Back at it
By Sam Rubenstein
I’m back at it. It’s like my lawyer knows black magic. Pull the black rabbit out the black hat and back home to my sta…
Ok. Slow down there. Yeah, I’m back from vacation. Where was I and what did I do? I can’t see anybody possibly caring about that. Just know that this is something I DIDN’T do: Sit in front of a computer screen in a dimly lit magazine factory with no windows for hours at a time.
I re-acquainted myself with an alternate source of light that I’ve been told is called “the sun.” It felt good. I got to do a lot of outdoor stuff and thanks to an improved diet and training regimen, I’m back at my fighting weight of 155 pounds. I could kill a man with my bare hands if I weren’t a pacifist.

On a side note, It sucked that Mike Fatcessa was on vacation at the same time as me. I had to listen to Mad Dog solo for a while during a long drive, and I hate him as much as any complete stranger can hate a man. This is for any New York readers out there that listen to WFAN. I’ve been a fan of the FAN for a long time, and it was nice to be able to listen again, cause I don’t get that chance enough under regular circumstances. Here is my ranking of WFAN personalities these days:
1. Joey from Saddle River a.k.a. Joe Benigno the paper cup with holes in it who knows only two words: brutal and debacle. He’s become too much of an insider and he’s basically gone Hollywood, but he’s still my favorite personality ever to cover sports.

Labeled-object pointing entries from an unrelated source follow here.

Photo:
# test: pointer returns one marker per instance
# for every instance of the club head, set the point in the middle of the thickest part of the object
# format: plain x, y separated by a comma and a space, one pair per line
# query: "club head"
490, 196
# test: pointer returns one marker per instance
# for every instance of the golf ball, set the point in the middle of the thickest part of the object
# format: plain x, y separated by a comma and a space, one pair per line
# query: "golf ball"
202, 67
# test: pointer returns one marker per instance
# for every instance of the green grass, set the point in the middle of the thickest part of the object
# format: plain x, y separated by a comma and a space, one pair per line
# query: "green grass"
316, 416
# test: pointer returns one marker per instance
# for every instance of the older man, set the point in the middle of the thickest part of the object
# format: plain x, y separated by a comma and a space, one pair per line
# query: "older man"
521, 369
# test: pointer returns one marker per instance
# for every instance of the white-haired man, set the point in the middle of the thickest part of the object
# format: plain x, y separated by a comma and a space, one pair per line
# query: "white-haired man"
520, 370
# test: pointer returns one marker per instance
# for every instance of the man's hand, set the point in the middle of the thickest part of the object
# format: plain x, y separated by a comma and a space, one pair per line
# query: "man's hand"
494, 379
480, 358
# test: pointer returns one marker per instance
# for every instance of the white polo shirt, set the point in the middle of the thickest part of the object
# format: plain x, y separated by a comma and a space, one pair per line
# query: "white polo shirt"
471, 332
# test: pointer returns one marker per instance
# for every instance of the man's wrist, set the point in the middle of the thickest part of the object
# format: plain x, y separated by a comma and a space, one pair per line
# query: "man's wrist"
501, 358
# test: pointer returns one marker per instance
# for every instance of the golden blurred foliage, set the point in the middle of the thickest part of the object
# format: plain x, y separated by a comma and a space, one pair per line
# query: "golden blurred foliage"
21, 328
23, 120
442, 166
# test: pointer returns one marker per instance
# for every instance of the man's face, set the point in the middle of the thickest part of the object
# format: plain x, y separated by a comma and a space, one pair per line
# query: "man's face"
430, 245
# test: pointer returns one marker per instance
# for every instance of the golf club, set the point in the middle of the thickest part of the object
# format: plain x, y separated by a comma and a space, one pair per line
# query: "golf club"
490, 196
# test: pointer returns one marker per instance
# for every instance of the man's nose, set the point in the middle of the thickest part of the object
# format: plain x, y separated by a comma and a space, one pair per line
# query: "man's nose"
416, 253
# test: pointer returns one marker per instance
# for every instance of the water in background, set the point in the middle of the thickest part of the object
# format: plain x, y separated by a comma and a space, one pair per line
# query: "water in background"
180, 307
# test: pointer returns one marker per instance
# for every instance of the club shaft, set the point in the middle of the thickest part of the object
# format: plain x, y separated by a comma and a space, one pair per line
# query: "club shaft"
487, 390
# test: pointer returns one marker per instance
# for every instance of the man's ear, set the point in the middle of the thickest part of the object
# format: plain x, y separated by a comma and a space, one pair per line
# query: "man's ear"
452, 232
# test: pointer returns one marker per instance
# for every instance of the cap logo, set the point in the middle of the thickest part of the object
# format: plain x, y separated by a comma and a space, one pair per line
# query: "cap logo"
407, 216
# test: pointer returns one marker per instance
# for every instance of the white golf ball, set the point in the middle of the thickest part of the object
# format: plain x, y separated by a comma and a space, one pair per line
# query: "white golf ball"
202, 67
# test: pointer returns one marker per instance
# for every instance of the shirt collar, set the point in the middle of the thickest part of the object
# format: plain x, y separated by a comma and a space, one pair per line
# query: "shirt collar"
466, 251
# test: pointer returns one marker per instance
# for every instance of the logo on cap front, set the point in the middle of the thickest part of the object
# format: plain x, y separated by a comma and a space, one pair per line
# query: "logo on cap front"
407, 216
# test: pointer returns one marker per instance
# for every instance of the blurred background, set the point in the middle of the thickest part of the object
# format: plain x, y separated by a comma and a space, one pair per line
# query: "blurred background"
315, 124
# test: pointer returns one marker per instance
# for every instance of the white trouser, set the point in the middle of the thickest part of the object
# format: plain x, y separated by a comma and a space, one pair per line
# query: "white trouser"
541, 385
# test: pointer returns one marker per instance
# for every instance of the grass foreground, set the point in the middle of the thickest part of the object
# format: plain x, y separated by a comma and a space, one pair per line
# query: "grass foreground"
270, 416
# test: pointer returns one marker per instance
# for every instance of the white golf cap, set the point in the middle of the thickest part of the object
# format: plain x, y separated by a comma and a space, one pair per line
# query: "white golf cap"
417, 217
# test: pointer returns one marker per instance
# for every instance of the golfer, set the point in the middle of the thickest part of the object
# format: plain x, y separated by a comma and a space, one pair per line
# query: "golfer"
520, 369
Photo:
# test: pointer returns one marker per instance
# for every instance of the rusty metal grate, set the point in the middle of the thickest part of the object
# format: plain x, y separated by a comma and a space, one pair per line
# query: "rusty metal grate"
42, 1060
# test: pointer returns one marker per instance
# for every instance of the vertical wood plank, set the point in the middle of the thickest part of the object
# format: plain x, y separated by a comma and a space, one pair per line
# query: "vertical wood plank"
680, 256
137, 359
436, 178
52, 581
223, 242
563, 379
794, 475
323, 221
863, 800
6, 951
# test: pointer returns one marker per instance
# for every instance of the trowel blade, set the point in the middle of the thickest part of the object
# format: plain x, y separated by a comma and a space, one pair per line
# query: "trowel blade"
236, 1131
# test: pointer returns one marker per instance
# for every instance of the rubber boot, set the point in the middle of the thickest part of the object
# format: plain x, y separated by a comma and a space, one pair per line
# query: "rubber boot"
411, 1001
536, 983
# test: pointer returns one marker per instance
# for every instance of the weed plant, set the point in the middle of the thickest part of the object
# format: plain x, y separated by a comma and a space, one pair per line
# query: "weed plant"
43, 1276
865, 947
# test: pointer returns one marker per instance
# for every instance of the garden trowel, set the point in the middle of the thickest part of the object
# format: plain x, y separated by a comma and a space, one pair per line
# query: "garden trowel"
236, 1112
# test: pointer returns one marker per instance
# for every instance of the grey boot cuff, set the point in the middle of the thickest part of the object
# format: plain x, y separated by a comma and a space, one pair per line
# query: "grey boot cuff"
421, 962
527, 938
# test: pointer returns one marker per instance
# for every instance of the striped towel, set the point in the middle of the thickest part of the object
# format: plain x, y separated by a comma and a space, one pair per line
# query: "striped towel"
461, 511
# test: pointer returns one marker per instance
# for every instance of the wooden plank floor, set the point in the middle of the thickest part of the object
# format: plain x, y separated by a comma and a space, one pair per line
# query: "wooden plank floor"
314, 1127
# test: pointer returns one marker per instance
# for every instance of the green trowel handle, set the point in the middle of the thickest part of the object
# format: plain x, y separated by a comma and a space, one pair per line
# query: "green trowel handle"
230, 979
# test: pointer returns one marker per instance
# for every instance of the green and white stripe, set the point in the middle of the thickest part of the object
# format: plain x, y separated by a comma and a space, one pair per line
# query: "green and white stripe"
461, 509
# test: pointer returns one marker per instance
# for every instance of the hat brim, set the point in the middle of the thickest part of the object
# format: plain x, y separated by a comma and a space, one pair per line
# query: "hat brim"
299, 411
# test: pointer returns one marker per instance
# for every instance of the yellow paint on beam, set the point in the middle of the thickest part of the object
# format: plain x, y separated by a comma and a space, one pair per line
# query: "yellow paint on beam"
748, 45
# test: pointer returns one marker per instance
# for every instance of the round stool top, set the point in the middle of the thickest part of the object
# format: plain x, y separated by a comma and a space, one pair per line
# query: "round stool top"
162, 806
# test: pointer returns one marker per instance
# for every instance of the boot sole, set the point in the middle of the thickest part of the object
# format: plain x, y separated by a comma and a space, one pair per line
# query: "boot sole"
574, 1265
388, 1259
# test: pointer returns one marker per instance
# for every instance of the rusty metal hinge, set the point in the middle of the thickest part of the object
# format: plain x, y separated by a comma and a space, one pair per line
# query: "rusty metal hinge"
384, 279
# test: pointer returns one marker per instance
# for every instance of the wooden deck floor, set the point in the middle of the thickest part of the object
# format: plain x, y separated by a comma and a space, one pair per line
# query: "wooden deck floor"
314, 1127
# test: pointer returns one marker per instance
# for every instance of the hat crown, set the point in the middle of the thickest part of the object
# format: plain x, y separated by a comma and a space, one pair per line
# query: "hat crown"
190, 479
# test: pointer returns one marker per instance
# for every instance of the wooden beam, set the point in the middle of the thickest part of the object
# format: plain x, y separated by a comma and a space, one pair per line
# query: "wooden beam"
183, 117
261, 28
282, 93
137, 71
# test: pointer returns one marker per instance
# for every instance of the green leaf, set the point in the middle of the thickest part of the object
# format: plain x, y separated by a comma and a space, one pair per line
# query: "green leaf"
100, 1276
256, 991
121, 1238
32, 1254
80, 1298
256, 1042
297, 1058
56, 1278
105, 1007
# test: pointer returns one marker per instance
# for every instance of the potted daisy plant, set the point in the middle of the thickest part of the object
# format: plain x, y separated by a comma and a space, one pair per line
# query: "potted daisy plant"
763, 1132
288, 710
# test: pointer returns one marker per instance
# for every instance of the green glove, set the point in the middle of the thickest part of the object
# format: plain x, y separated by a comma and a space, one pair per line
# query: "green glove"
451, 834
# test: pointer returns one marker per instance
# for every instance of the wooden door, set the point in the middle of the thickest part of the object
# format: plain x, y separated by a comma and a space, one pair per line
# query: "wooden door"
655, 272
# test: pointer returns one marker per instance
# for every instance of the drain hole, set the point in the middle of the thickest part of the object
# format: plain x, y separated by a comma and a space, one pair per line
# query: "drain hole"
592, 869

2. Fatcessa – I hate him and respect him like my old high school U.S. history teacher. So cocky. Sooooooo cocky. Strangely Mike’D Up has become my favorite TV show.
3. The Schmooza a.k.a. Captain Midnight. He’s a stereotype and he usually just makes stuff up, but I wish he was my grandpa.
4. Richard Neer, the voice of reason. The opposite of every other person doing talk radio today. Naturally he got in trouble for saying something racist towards Italian Americans this week.
5. Young Kevin Burkhart. The future. He’s going to be a superstar.
6. Tony Paige. The nerdy black guy that’s obsessed with boxing. He has a lishp, and he’s got the same name as the Dolphins fullback from Tecmo Super Bowl.
7. Every other generic voice on the station.
666. Christopher Russo. The devil.
Hope you enjoyed that list, cause the only NBA information I received over the past week was in a short conversation with my cousin Juan (we’re obviously not blood). He told me that the Knicks signed Jared Jeffries for $30 million dollars but I assumed he made that up cause he was drunk. He also doesn’t think Team USA is winning the gold, and that’s convincing enough for me. It’s not happening fellas. Go dry your tears with your millions and millions of dollar bills.